This repository contains the source code for a proof of concept IPython Docker image. It is being provided to stimulate discussion on creating better ways of hosting IPython notebooks using cloud hosting services.

Only Python 2.7 is supported at this point in time. The resulting Docker image can be found on the Docker Hub registry as grahamdumpleton/s2i-ipython-notebook.

The Docker image actually provides a number of capabilities. These are:

  • Ability to be run directly to provide an online IPython notebook viewer.
  • Ability to be run to create a controller instance for an IPython engine cluster.
  • Ability to be run to create an instance of an IPython engine participating in a cluster.

The Docker image can be used as a base image to create a custom derived image which installs additional required system packages, Python packages, or which incorporates IPython notebooks to be used via the IPython notebook browser.

The Docker image also embeds support for the Source to Image (S2I) tool for incorporating from a GIT repository IPython notebooks, Python package requirements and other files such as data set files, into a new Docker image, without you needing to know how to create a Docker image yourself.

The S2I tool can be used directly in a local environment, or indirectly through being triggered from an OpenShift 3 environment.

To simplify hosting of IPython using OpenShift, template definitions for OpenShift are provided which can be loaded to streamline creation of IPython notebook viewer instances and IPython engine clusters under OpenShift.

Future directions and known issues

The Docker image created from this repository is a proof of concept only. The author is not a regular user of IPython and thus is not qualified to dictate what may be the best way of setting up an IPython environment using cloud technologies which may improve the productivity of more serious IPython users.

The work done so far will only therefore progress further with sufficient feedback, or better still, direct involvement of people who are users of IPython who see some benefit from developing it further and who may be willing to take over the project.

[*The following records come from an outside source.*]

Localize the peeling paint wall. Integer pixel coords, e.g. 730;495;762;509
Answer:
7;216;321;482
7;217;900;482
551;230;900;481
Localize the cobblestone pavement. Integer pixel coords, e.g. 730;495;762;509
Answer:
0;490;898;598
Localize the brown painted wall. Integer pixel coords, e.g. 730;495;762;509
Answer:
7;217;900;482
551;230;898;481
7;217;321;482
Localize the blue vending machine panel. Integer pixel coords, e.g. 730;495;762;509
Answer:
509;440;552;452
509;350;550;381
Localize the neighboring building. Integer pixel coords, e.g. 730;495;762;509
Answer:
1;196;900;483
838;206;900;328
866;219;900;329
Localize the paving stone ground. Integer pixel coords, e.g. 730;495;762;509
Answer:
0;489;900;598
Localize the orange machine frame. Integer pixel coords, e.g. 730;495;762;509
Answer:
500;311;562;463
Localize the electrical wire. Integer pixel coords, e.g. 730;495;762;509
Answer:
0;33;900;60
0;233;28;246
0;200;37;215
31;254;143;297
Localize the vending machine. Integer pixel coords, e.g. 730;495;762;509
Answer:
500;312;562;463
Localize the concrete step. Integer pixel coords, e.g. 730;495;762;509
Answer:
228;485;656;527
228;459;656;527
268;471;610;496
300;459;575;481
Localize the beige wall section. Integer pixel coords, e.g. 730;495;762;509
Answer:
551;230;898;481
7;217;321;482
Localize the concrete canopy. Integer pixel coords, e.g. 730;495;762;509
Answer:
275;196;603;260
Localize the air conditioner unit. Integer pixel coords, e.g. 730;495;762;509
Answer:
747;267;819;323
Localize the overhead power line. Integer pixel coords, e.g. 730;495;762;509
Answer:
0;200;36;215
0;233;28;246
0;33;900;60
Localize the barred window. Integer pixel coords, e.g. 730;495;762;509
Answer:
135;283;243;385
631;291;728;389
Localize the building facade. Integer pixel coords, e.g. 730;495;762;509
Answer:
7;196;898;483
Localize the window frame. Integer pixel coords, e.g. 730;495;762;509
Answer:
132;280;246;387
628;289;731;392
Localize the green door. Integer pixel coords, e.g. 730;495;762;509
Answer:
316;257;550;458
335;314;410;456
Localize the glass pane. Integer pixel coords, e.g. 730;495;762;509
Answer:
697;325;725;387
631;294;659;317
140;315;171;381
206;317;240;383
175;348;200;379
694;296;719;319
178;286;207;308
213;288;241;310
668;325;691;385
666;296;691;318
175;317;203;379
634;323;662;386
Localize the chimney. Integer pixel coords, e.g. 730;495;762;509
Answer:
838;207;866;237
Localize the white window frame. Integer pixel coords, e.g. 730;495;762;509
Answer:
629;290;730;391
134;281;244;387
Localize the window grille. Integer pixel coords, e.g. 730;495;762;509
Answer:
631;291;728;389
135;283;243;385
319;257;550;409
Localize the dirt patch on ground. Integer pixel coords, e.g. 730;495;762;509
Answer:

Areas which still need to be looked are:

  • List of pre installed Python packages necessary to provide a good base environment.
  • Support for persistent volumes under OpenShift to allow retention of in progress work.
  • Better ways of uploading/downloading in progress work from a transient workspace.

At this point in time the following known issues also exist:

  • When building a workspace from a GIT repository, although the image build is adequately quick, it is taking a lot longer than expected for that image to be pushed out to nodes in an OpenShift environment the first time. This does appear to be related to the specific OpenShift environment setup as doesn't occur on all environments. The issue is still being investigated.
  • The application templates do not work under OpenShift 3.0, only 3.1.

Finally be aware that since this is a proof of concept, don't expect that it will continue to work in the same way over time or even that the names of images will stay the same. It is likely inevitable that there will be changes as the concept is developed.

If you do try out the Docker images and use it with OpenShift, please register your interest in the repository and what it provides so that it is known that people are using it.

Loading the OpenShift templates

The OpenShift templates can be found at:

To load the templates into an OpenShift environment you can use the command:

oc create -f https://raw.githubusercontent.com/GrahamDumpleton/s2i-ipython-notebook/master/ipython-templates.json

If desired and you have administration access, you can also load the templates into the openshift namespace so that they are available automatically across all projects.

oc create -f https://raw.githubusercontent.com/GrahamDumpleton/s2i-ipython-notebook/master/ipython-templates.json -n openshift

Available application templates

Two different application templates for IPython notebook viewers are provided for OpenShift. These are:

  • ipython-notebook-workspace - Creates an empty IPython notebook viewer application. Notebooks can be uploaded via the IPython notebook viewer interface.
  • ipython-notebook-repository - Creates a populated IPython notebook viewer application where the IPython notebooks and any other required files are pulled from a nominated GIT repository. Additional Python packages can be installed by listing them in a requirements.txt file located in the root directory of the GIT repository.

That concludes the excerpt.